Os medicamentos para o cancro só se conseguem adquirir no mercado negro. As farmácias da Florida, nos EUA, registaram um aumento em flecha de encomendas provenientes da Venezuela. A cadeia Locatel, em Miami, que tem origem na Venezuela, criou até uma linha telefónica especial para os pedidos venezuelanos.

“É aqui que compro o medicamento para a tensão arterial da minha mãe”, disse à AFP a venezuelana Oralia Martinez, que está nos Estados Unidos desde o ano passado, com um visto de estudante.

“Recebemos uma quantidade incrível de chamadas. Pedem anti-inflamatórios, cateteres, coisas sem as quais não se pode passar”, explicou Miguel Gonzalez, proprietário de outra farmácia em Miami. Mas no topo da lista estão medicamentos para doenças crónicas, como a hipertensão ou a diabetes.
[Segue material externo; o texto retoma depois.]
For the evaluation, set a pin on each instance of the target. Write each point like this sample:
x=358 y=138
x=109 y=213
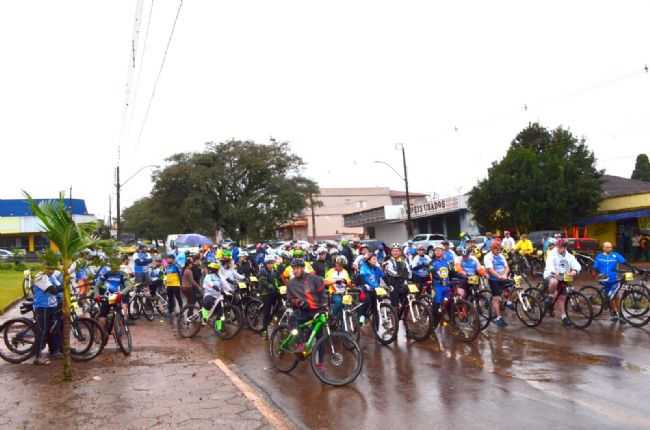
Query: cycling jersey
x=371 y=275
x=420 y=265
x=335 y=275
x=469 y=266
x=560 y=263
x=607 y=264
x=497 y=263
O presidente da Federação Farmacêutica da Venezuela, Freddy Ceballos, diz que faltam 85% dos medicamentos. A maior cadeia de farmácias venezuelana, a Farmatodo foi recentemente expropriada.

O maior obstáculo para as encomendas feitas a partir da Venezuela é a moeda: as farmácias americanas só aceitam dólares, que se tornaram raros no país de Nicolás Maduro, onde vigoram estritos controlos cambiais. Por isso, só 10% das encomendas se concretizam.

Os hospitais e centros de saúde transformaram-se em pesadelos que imaginamos num país em guerra – enfermarias e corredores onde as pessoas se acumulam, febre que não passa, doenças que se agravam de formas que já não imaginamos possíveis. Quando falham os medicamentos, as doenças voltam com todo o seu cortejo de horrores.

Rosa Parucho, de 68 anos, era uma das poucas doentes que tinha conseguido uma cama no hospital Luis Razetti, em Barcelona (Venezuela). Diabética, não pôde fazer diálise, porque a máquina está avariada, e tem uma infecção nos pés, que estão negros. Está a entrar em choque séptico, relata o New York Times. Precisa de oxigénio, mas não há. As suas mãos contorcem-se e os olhos rolaram para dentro das pálpebras, só se vê o branco. “As bactérias estão a resistir”, disse o médico. Três dos antibióticos de que necessitava estão esgotados há meses. “Vamos ter de lhe cortar os pés.”